From: Andrew Morton <akpm@linux-foundation.org>
To: "Peter Schüller" <scode@spotify.com>
Cc: linux-kernel@vger.kernel.org,
Mattias de Zalenski <zalenski@spotify.com>,
linux-mm@kvack.org
Subject: Re: Sudden and massive page cache eviction
Date: Mon, 22 Nov 2010 16:11:58 -0800 [thread overview]
Message-ID: <20101122161158.02699d10.akpm@linux-foundation.org> (raw)
In-Reply-To: <AANLkTikg-sR97tkG=ST9kjZcHe6puYSvMGh-eA3cnH7X@mail.gmail.com>
(cc linux-mm)
On Fri, 12 Nov 2010 17:20:21 +0100
Peter Sch__ller <scode@spotify.com> wrote:
> Hello,
>
> We have been seeing sudden and repeated evictions of huge amounts of
> page cache on some of our servers for reasons that we cannot explain.
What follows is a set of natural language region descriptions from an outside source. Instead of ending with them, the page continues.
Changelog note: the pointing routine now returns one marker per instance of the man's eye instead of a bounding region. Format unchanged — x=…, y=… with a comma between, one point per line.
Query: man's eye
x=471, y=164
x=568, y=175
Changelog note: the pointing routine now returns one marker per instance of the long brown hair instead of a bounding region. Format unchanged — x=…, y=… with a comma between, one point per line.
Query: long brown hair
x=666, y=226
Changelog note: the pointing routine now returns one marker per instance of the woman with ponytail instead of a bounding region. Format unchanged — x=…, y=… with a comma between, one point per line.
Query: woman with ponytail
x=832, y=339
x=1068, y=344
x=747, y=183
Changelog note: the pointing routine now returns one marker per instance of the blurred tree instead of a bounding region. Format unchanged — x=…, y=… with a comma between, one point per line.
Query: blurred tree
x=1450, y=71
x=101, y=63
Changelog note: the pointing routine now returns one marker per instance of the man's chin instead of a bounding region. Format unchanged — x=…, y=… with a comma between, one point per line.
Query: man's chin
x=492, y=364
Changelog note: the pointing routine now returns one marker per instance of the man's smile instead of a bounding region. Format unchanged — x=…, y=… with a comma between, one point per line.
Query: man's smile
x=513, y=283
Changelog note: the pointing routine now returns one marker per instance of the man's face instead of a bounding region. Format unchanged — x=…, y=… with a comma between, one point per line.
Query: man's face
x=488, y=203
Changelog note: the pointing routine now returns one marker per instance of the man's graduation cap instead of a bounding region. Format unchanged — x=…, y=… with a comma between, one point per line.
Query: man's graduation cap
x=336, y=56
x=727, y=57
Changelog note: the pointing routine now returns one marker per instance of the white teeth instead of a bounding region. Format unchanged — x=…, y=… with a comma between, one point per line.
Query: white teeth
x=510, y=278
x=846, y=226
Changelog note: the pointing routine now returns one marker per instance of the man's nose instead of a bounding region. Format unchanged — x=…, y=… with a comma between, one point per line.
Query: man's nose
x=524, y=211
> We are hoping that someone familiar with the vm subsystem may be able
> to shed some light on the issue and perhaps confirm whether it is
> plausibly a kernel bug or not. I will try to present the information
> most-important-first, but this post will unavoidable be a bit long -
> sorry.
>
> First, here is a good example of the symptom (more graphs later on):
>
> http://files.spotify.com/memcut/b_daily_allcut.png
>
> After looking into this we have seen similar incidents on servers
> running completely different software; but in this particular case
> this machine is running a service which is heavily dependent on the
> buffer cache to deal with incoming request load. The direct effects of
> these is that we end up in complete I/O saturation (average queue
> depth goes to 150-250 and stays there indefinitely or until we
> actively tweak it (warm up caches etc)). Our interpretation of that is
> that the eviction is not the result of something along the lines of a
> large file being removed; given the effects on I/O load it is clear
> that the data being evicted is in fact part of the active set used by
> the service running on the machine.
>
> The I/O load on these systems comes mainly from two things:
>
> (1) Seek-bound I/O generated by lookups in a BDB (b-tree traversal).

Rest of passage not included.